Während sich ein Nachbar aus meiner Wohnsiedlung nach seiner Boosterung mit schweren Autoimmunreaktionen im Krankenhaus befindet und vielleicht nie wieder ganz gesund werden wird, stellt sich für mich als Lehrkraft an einer staatlichen Schule mit der Lehrbefähigung für Ethik ganz unmittelbar und drängend die Frage, was ein Staat von gesunden Bürgern zu recht erwarten und verlangen darf, aber wo die Grenzen der Zumutbarkeit erreicht sind. Mir scheint, die „roten Linien“, die man jetzt regierungsseitig aus allzu durchsichtigen Gründen nicht mehr kennen will, sind genau hier zu verorten.
Schauen wir auf die Fakten: Eine „neuartige“ Viruserkrankung wird seit ca. 12 Monaten mit einem nur 6 Monate zuvor entwickelten Impfstoff mit vollkommen neuartiger Wirkweise „behandelt“, wenn auch mit äußerst bescheidenem Erfolg. Selbst ein Forscherteam in der Antarktis, das unter den Hygienebedingungen von „2G“ forschte und arbeitete, erkrankte jetzt an Corona, wie man den Medien entnehmen konnte. Anders als sämtliche andere Impfstoffe zuvor soll dieses Präparat „für alle“ geeignet und praktisch „nebenwirkungsfrei“ sein und erst recht „keine Spätfolgen“ zeigen. Spätfolgen zeigen sich jedoch ihrer Bezeichnung entsprechend leider immer erst „etwas später“, wie die Menschheit im berüchtigten Contergan-Skandal in den 60er Jahren des vergangenen Jahrhunderts schmerzhaft lernen musste. Es gibt Forscher wie den Erfinder der mRNA-Vakzine, Prof. Malone, die an dieses Szenario jetzt mahnend erinnern. Sie müssen nicht recht haben, aber können wir es uns leisten, ihre Mahnungen zu überhören?
Eine Art „Russisch Roulette“ mit 1.000 Kammern
Das bislang noch stabilste Argument der Impfpflicht-Befürworter ist das der relativen Ungefährlichkeit der Vakzine. Als Nicht-Mediziner vermag ich diese Angaben nicht zu überprüfen, habe aber angesichts aller zuvor gebrochenen Versprechen und Verheißungen meine Zweifel. Ich verfüge inzwischen auch im Bekanntenkreis über „anekdotische Evidenz“ zum Thema Impfschäden.

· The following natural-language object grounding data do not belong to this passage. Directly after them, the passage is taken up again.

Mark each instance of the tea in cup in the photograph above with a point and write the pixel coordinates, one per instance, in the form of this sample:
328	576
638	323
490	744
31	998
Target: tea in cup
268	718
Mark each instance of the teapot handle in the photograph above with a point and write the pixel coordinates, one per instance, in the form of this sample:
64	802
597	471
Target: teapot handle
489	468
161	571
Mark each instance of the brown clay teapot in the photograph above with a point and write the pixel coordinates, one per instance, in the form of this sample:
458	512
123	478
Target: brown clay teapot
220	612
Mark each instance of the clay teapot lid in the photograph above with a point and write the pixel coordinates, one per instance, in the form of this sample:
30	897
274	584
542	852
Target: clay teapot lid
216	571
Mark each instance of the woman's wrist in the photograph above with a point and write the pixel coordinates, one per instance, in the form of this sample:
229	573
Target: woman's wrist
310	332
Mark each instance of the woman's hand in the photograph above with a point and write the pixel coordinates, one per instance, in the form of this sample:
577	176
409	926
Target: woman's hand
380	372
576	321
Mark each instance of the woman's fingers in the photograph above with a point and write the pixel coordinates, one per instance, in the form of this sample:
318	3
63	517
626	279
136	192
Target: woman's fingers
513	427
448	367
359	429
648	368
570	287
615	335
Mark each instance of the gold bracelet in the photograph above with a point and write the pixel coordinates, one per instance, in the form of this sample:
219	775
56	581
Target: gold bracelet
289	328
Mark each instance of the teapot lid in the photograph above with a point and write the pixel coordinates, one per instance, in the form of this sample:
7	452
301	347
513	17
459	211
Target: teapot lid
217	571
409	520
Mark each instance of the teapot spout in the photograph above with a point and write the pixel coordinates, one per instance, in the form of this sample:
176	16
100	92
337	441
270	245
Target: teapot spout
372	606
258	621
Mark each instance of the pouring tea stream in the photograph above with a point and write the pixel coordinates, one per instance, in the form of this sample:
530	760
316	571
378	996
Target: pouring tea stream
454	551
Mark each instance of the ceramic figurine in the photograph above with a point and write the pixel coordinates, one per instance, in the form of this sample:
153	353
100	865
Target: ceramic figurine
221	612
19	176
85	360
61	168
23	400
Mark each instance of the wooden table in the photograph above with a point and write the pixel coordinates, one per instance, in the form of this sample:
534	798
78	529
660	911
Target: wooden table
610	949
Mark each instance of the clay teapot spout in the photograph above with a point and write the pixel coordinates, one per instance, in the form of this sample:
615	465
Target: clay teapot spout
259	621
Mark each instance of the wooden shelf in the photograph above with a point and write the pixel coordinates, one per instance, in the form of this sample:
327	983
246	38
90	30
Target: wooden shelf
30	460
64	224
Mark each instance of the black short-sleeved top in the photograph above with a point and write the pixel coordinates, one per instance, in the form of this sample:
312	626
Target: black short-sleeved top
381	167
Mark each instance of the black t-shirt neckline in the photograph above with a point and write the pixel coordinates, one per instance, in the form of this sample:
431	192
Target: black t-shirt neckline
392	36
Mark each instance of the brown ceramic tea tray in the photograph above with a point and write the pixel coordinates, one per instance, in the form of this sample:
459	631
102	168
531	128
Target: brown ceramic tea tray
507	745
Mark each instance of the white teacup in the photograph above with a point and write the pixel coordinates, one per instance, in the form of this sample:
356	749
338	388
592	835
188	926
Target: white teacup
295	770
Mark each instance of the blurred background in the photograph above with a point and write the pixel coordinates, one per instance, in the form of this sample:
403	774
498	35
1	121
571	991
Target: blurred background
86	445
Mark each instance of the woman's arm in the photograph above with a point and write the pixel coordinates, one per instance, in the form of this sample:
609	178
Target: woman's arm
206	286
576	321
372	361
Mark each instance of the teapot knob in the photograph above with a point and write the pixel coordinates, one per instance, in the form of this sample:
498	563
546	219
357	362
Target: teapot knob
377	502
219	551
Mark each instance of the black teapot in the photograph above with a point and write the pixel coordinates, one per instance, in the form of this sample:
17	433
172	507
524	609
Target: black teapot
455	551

Nähmen wir aber zugunsten der Impfung an, dass nur ein äußerst geringer Prozentsatz schwerste Schäden oder den Tod davontrüge. Es wäre also eine Art „Russisch Roulette“ mit 1.000 Kammern, wobei aber nur eine Patrone geladen wäre. Das Zahlenverhältnis mag kleiner oder größer sein, aber sicher ist: Diese Pflichtimpfung wird kerngesunde Menschen töten. Manche werden sehr qualvoll sterben und die Gesellschaft verfluchen, die ihnen dieses „Opfer der Nächstenliebe“ gegen ihren Willen aufgebürdet hat.
Wie weit wollen wir gehen, um „Leben zu retten“, was doch einmal der Ausgangspunkt aller Maßnahmen gewesen war? Wirklich nur noch „Rien ne va 2G-plus“? Wirklich alles auf Rot? Ich passe.
Der Autor ist Lehrer an einem niedersächsischen Gymnasium mit den Fächern Fremdsprachen und Ethik.